FrpoB-seq was conducted with the primers fuso-rsub-F2 and fuso-rsub-R2 at BGI, Shenzhen, following a standard amplicon sequencing procedure. For amplification, 30 ng of DNA extracted from a clinical sample was used in each reaction. The PCR conditions were 95 °C for 3 min; 35 cycles of 95 °C for 30 s, 50 °C for 45 s and 72 °C for 45 s; and 72 °C for 10 min. High-throughput sequencing was performed on the Illumina HiSeq 2500 platform. Paired-end reads with an overlap of ≥15 bp and a mismatch rate of <0.1 were assembled with FLASH v1.2.1134. Operational taxonomic units (OTUs) were generated with 100% identity via USEARCH (https://drive5.com/usearch/). Multiple sequence alignment of the OTUs based on the rpoB amplicon sequences and the corresponding rpoB regions from the 157 genomes was conducted, followed by phylogenetic tree construction; this phylogenetic tree was used to annotate the OTUs at the species level. The percentages of the derived species in the Fusobacterium communities were calculated based on the FrpoB-seq data. To further estimated the relative abundance of each species in the microbiota, the FrpoB-seq-derived percentages were normalised to the relative abundance of total Fusobacterium determined by qPCR. Serially diluted (10×) mock samples containing nine Fusobacterium species and subspecies (Table S1) with available strains were firstly used to assess the minimum overall Fusobacterium load allowing successful construction of a standard sequencing library. Then, mock samples containing serially diluted F. nucleatum subsp. nucleatum or F. varium supplemented by F. mortiferum were used to assess the sensitivity of FrpoB-seq. A mock sample containing defined percentages of the nine species and subspecies (Fig. S4B) was also used to validate the amplification performance.
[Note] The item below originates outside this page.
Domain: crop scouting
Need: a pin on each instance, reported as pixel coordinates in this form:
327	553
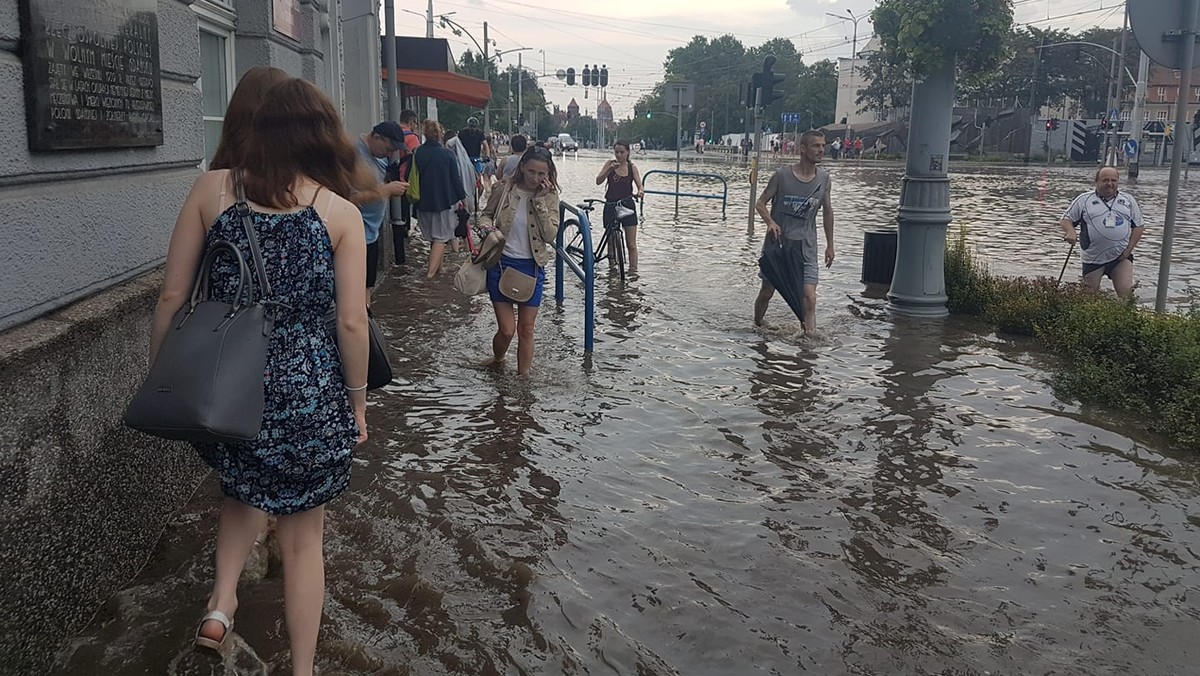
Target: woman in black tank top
624	181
Metagenomic sequencing and public metagenomic data

Metagenomic sequencing of faecal samples were conducted at BGI, Shenzhen, following a standard procedure. For library construction, 1 μg DNA was used. High-throughput sequencing was performed on the BGI DNBSEQ platform at an average ~10 Gbp depth. Contigs were assembled with MEGAHIT35, and then used to search for undescribed Fusobacterium species. A detailed pipeline is shown in Fig. S6. Publicly available metagenomic data were retrieved from the NCBI SRA database and the accessions were PRJNA557323 for the Southern Chinses population cohort and PRJNA678426 for the ultra-deep sequencing (Korean population) cohort12,19.

Heatmaps

Heatmaps were generated with the gplots (https://github.com/talgalili/gplots) or ComplexHeatmap36 package in R, as applicable. The accompanying dendrograms were drawn with default parameters.

Statistics

Data were analysed with GraphPad Prism (version 5), SPSS (version 19) or R (version 4.0.2). The Mann–Whitney test was used for comparisons between two groups. The Wilcoxon signed-rank test was used to analyse paired data. For comparisons among multiple groups, the Kruskal–Wallis test followed by Dunn’s multiple comparison test was used. To identify taxa that were differentially abundant between two groups from the FrpoB-seq data, the Mann–Whitney test followed by the Benjamini–Hochberg correction was used. The Spearman rank correlation test was used for correlation analysis. Pairwise comparisons of ROC curves were conducted with MedCalc (the DeLong method). A two-sided p < 0.05 was considered statistically significant.

Reporting summary

Further information on research design is available in the Nature Research Reporting Summary linked to this article.